Elden Ring’s world, the Lands Between, is a character, and you can feel its history leaking out all around you. The scale is enormous, to a laughable degree, but it also has presence. Nighty City also has a name, but rarely in my 40-plus hours spent exploring its nooks and crannies did it truly come alive. The best moments in Cyberpunk 2077, admittedly a game of some very high highs and very low lows even after dozens of patches, happened when I was face-to-face with someone telling me about how Night City had treated them.
The people of Night City—like the woman who stole my heart, Judy Alvarez—were the draw.
The point of my streaming series Daddy’s Day Off, cheekily titled because it’s an opportunity to play games at work that I cannot find time for outside of it, is patience. I’m not in a rush to finish because I’m not under the same time constraints—known as sleeping—on any given night. It’s less about being a completionist than it is about breaking my typical desire to seek efficiency, and yet time and time again, despite playing a game where part of the pitch involves a chance to fully explore a massively detailed city of the future, I chose not to.
(Would things have been different if the driving in Cyberpunk 2077 was enjoyable? Shhh.)
What became clear over time was that by force and with patience, I was turning Cyberpunk 2077 into a linear experience, an observation pointed out by someone watching the stream. I’d finish a mission on my checklist, and move onto the next. The open world, no doubt made with great pains and exploited labor over many years, was carved away. Rarely was enough gained by randomly poking around a nearby alley that I felt any motivation to spend time trying to find what wasn’t already highlighted on the map, and even then, much like the game’s indecipherable loot, it was often hard to figure out what was actually worth pursuing.
One advantage of a linear game is control. One advantage of an open world is more space, and in an open world like Cyberpunk 2077, where there are colliding systems like police and crowds, potential for stories to emerge from those systems bouncing off one another. But I cannot tell you a single time when an interesting story emerged from those systems beyond visual clutter or me having to outrun the police for 30 seconds because I accidentally bumped into a pedestrian, and the larger space rarely felt like an adventurous playground.

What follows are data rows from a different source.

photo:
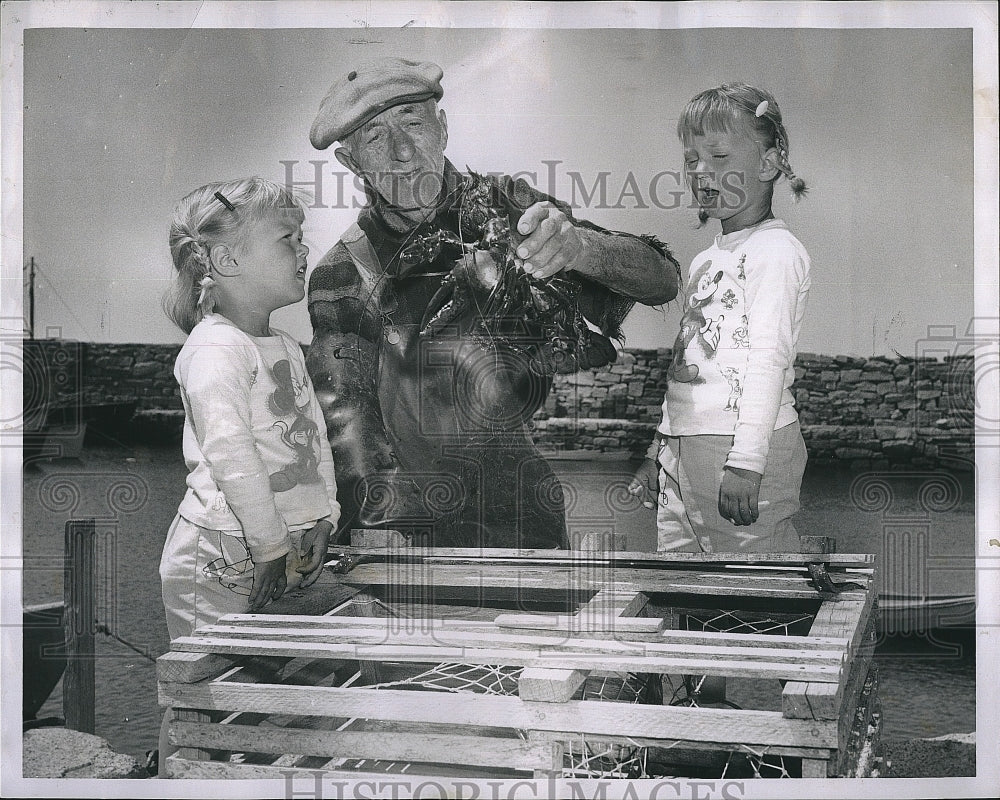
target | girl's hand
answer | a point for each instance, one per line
(643, 483)
(268, 583)
(313, 551)
(738, 495)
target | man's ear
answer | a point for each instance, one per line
(443, 119)
(223, 262)
(769, 169)
(344, 156)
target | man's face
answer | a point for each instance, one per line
(401, 153)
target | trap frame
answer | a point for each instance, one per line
(506, 664)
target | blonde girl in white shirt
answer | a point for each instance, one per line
(261, 497)
(726, 465)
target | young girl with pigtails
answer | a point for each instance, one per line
(727, 462)
(261, 495)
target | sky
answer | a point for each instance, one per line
(119, 124)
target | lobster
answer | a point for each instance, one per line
(538, 318)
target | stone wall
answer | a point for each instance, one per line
(866, 411)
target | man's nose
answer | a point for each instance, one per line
(402, 146)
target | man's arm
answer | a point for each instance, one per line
(342, 363)
(629, 265)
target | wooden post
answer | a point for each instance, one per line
(80, 623)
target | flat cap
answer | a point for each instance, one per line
(364, 92)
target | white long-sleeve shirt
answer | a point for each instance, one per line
(254, 437)
(733, 361)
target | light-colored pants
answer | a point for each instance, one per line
(205, 574)
(687, 517)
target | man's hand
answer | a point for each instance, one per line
(268, 583)
(738, 495)
(552, 241)
(643, 483)
(313, 551)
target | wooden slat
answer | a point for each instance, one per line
(783, 665)
(550, 685)
(637, 628)
(414, 747)
(311, 777)
(471, 555)
(847, 618)
(193, 716)
(559, 579)
(557, 686)
(594, 718)
(190, 667)
(363, 637)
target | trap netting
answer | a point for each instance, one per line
(583, 757)
(708, 691)
(588, 757)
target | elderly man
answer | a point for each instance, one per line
(429, 432)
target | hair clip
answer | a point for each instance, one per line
(222, 199)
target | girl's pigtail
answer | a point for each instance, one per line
(798, 186)
(206, 286)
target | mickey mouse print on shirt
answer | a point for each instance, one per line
(695, 324)
(301, 434)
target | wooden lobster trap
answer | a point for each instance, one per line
(512, 664)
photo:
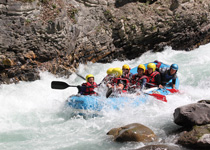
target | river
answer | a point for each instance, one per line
(33, 116)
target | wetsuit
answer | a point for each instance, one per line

Cyberpunk 2077 is flawed enough that patches were never going to “fix” it. The combat felt same-y over time, for example, suggesting a deeper rot. Many of its problems are in the bones, and it’s overly simplistic to suggest Cyberpunk 2077 would have magically been a great game with its open world removed. But it’s definitely telling—and dispiriting, frankly, knowing how long it takes to build huge games like this—that I went out of my way to ignore Night City.